Log . 25th Aug, 2024, 12:53 PM
Most people who come to intuitive eating have recognized how depriving themselves of the food they enjoy or adequate food fuels overeating and binging, but there’s another type of restriction that impacts your relationship with food. This blog post explains how mental restriction impacts your relationship with food, and four tips for overcoming it.
In my experience, most people who come to intuitive eating do so after realizing that restricting the foods they love in the name of weight loss just leads to binging, emotional eating, and impulsive eating. Over time (and usually many, many failed diets), they start to recognize that maybe the problem isn’t them, and may actually be the dieting itself. They’re not in fact uncontrollable eating machines, but rather suffering from the predictable effects of dieting and deprivation.
What is Mental Restriction?
Mental restriction is a type of restriction that occurs when one isn’t physically refraining from eating a food, but are telling themselves they shouldn’t be eating something, or mentally setting conditions for it. While you might be physically allowing yourself to eat the “bad” food or a more adequate amount, emotionally, it still feels like you’re doing something wrong. The stress and shame that’s created by mental restriction interferes with your ability to have a peaceful relationship with food, and to confidently feed yourself.
With mental restriction, you may have stoped dieting, but your brain hasn’t!
Mental restriction shows up in thoughts and emotions around food and eating rather than behaviors. Here’s some examples of mental restriction:
* “I can’t believe I ate that. I should have eaten something healthier”
* “I’ll let myself eat this today, but I’ll be better tomorrow.”
* “If I didn’t let myself eat desserts every day, my body wouldn’t be so gross.”
* “It’s OK that I’m eating this as long as I make it to my workout class tomorrow morning.”
* “It’s fine that I’m eating this today, but I probably shouldn’t eat it again this week.”
* “I should be able to ignore my growling stomach and make it until dinner. What’s wrong with me for needing a snack?”
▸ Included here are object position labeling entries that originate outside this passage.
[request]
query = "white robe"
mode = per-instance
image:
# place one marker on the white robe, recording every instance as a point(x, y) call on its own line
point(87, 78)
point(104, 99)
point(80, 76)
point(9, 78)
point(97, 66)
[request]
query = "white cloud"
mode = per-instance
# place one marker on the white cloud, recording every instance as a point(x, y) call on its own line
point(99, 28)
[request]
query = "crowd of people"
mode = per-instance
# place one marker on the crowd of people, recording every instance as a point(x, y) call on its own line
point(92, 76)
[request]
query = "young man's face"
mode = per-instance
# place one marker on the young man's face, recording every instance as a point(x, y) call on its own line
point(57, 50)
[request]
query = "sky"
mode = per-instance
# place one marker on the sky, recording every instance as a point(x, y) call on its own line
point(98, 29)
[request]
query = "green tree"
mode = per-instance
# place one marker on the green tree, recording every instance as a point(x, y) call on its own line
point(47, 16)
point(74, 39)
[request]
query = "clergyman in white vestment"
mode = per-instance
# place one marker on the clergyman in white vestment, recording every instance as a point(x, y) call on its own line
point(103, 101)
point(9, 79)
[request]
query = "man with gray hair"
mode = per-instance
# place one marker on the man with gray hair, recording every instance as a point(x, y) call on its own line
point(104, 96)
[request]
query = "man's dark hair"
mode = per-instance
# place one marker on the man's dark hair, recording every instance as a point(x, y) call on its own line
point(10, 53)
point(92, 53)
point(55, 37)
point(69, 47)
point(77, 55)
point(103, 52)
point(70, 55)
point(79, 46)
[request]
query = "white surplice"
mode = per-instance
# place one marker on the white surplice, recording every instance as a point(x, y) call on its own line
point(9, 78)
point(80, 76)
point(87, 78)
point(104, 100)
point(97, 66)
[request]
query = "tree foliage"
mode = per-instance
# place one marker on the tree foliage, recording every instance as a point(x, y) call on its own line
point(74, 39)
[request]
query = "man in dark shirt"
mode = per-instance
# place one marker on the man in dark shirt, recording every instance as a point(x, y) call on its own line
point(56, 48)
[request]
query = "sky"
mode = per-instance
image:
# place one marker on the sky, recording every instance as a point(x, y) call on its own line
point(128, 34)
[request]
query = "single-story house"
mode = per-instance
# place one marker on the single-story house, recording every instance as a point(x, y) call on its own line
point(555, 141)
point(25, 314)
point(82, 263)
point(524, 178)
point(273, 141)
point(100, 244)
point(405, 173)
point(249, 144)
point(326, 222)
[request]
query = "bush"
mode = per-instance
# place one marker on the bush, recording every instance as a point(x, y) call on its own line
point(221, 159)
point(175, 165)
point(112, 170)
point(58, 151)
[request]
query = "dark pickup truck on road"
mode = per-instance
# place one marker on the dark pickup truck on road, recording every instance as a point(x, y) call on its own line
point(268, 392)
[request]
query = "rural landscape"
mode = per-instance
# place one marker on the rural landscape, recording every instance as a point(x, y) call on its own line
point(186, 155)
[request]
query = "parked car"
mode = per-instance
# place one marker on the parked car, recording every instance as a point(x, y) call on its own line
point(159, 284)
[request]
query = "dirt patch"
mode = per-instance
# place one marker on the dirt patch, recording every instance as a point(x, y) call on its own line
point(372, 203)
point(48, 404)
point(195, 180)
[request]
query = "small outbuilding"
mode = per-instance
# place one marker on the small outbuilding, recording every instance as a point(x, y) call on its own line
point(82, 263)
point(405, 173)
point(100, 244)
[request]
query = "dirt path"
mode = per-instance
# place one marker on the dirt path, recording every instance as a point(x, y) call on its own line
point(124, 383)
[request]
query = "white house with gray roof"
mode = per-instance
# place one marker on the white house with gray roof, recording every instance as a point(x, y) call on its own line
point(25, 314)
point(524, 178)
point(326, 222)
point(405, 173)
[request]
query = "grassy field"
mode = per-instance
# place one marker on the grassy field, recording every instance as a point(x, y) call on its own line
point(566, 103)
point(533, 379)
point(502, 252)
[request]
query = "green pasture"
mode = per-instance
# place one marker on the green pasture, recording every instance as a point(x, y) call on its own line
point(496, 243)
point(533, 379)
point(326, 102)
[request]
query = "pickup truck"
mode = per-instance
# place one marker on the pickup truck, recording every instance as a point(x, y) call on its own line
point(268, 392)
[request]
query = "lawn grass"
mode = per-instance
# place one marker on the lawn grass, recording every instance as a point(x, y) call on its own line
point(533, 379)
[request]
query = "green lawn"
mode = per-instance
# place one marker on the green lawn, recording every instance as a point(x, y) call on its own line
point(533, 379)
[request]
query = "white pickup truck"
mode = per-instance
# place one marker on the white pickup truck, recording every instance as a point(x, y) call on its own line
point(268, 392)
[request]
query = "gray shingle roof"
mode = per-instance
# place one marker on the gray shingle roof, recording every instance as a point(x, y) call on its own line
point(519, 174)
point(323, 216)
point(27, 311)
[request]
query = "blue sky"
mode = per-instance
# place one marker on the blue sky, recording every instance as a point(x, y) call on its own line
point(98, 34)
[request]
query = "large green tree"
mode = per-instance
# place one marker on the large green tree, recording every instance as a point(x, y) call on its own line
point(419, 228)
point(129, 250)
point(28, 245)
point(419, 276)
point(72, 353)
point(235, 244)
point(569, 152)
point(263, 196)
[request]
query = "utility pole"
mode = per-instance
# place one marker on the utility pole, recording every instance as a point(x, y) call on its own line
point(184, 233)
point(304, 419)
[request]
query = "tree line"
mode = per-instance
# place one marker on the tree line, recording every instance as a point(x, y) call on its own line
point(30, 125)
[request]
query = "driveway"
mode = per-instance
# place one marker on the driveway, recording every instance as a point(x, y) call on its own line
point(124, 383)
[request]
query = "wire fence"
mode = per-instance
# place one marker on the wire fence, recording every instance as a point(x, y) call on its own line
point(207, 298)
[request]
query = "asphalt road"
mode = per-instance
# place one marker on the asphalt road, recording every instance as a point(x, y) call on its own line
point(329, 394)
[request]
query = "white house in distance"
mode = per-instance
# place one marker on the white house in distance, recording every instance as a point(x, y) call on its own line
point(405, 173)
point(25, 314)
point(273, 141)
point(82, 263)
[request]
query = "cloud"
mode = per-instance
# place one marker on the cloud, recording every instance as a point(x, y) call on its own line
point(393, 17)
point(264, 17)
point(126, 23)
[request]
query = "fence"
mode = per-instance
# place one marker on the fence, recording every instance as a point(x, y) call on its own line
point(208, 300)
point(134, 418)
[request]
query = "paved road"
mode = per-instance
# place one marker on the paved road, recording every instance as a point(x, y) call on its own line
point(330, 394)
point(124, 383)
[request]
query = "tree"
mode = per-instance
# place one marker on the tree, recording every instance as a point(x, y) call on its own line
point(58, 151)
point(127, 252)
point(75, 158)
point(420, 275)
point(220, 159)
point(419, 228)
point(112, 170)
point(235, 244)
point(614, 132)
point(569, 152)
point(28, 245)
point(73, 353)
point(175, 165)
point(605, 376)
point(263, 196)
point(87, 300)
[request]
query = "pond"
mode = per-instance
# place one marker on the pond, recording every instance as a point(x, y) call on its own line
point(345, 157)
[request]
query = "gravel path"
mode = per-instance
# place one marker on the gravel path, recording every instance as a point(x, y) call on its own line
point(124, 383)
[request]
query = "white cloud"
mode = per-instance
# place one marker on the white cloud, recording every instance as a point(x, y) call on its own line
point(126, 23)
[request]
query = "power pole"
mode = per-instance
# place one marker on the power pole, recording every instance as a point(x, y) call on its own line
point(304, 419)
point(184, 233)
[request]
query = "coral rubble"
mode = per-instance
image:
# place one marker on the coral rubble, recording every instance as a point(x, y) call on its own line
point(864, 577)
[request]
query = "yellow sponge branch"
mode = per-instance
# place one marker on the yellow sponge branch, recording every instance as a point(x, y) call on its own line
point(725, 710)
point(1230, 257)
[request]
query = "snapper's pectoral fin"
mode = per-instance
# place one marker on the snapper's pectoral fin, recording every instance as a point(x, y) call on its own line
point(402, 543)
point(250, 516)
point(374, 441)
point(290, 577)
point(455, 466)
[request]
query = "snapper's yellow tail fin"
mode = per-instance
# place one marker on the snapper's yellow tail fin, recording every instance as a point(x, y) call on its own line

For some, mental restriction may not show up in specific or coherent thoughts, but rather intense feelings of anxiety or shame when eating certain foods.
Intuitive eating and other non-diet approaches teach that physical restriction, or the deprivation of specific foods, food groups, or adequate nutrition, fuels a powerful drive to eat, a drive that can only be contained for so long. If someone can contain that drive to eat for an extended period of time, it’s almost never without significant physical and mental health consequences - ya know, the symptoms of an eating disorder.
However, aside from physical restriction, there’s another kind of restriction that can damage your relationship with food, and make eating much more stressful than it needs to be. It’s called mental restriction, which I sometimes refer to as emotional restriction. While mental restriction is much less talked about, it can be just as harmful as physical restriction, and is often something people struggle with well into their healing journey.